FlexiGroBots - People detection, location, and tracking
This application enhances agricultural safety by facilitating collaboration between human operators and autonomous robots on the same land sections simultaneously. Addressing the increasing need for robotic solutions in agriculture due to labor shortages and economic efficiency, it focuses on adding safety layers and enhancing robot perception of their surroundings.
This tool is a component of the European project, Flexigrobots. It consists of various models that together provide services for detecting, locating, and tracking individuals in agricultural environments. Users can utilize this service through Docker technology, accessible in a public GitHub repository associated with this application.

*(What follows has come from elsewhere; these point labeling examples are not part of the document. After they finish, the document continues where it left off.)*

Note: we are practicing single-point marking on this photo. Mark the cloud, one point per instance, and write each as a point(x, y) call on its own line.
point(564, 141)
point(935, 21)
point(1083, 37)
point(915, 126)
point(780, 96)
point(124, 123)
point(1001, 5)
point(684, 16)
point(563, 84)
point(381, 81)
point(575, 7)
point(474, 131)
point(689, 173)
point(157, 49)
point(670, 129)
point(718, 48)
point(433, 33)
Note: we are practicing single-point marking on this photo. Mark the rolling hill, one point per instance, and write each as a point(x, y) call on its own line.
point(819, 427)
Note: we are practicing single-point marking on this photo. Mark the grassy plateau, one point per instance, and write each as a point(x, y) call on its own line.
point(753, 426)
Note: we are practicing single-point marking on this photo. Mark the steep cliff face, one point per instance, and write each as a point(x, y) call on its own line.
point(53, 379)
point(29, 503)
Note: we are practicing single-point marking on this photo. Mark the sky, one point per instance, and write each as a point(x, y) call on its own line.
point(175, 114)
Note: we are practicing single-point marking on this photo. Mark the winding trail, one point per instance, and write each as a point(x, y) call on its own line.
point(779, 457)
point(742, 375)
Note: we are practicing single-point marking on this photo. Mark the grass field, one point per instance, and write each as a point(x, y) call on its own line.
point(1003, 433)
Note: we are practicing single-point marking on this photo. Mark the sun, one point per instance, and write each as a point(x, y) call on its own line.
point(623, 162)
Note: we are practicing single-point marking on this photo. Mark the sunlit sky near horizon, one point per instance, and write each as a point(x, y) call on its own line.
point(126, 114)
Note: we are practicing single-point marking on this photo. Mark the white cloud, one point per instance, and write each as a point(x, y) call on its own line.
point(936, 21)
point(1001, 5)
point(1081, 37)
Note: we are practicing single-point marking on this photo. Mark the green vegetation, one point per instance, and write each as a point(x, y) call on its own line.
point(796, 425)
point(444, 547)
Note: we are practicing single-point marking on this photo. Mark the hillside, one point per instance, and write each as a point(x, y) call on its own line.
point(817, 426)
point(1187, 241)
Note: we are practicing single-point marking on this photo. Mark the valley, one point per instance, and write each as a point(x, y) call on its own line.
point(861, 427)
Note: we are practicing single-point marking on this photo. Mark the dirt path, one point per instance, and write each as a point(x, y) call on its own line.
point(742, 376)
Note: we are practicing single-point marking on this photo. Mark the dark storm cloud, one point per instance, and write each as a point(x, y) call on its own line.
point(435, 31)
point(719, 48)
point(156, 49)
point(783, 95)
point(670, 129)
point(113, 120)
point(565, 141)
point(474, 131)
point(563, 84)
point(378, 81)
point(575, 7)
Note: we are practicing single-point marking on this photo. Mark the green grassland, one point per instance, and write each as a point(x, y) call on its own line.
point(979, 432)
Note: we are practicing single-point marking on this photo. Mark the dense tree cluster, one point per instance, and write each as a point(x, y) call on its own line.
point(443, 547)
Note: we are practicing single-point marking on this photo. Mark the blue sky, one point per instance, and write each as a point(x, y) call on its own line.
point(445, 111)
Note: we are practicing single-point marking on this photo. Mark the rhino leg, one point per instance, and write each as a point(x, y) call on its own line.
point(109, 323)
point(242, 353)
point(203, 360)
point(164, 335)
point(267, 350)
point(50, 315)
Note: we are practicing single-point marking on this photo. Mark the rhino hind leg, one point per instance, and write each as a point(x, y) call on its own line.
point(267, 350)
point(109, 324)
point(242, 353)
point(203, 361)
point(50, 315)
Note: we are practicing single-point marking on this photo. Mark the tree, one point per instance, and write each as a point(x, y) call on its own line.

The final tool implementation, part of a sophisticated computer vision project, offers several key functionalities. It accurately identifies and segments people, vehicles, and other elements using advanced techniques like YOLOv8-COCO or Detic. The tool is capable of tracking these detected objects over time through methods such as Zero-shot tracking or ByteTrack. It also estimates the distance of objects from a monocular camera using DPT, enhanced by a new color map for clearer depth interpretation. Smooth depth estimation in video sequences is achieved with a Kalman filter, and the tool alerts users when objects come too close to the camera. It even visually highlights the nearest person or object for quick identification. These functionalities are complemented by real-time alerts to the Mission Control Center, crucial for decision-making in controlled environments.
Technically, the tool requires a high-resolution monocular camera, a powerful GPU, and significant memory and disk space. It operates effectively on an Ubuntu 22.04 system with Python 3.10. The functional requirements, focused on real-time processing and high accuracy, remain consistent with previous project specifications.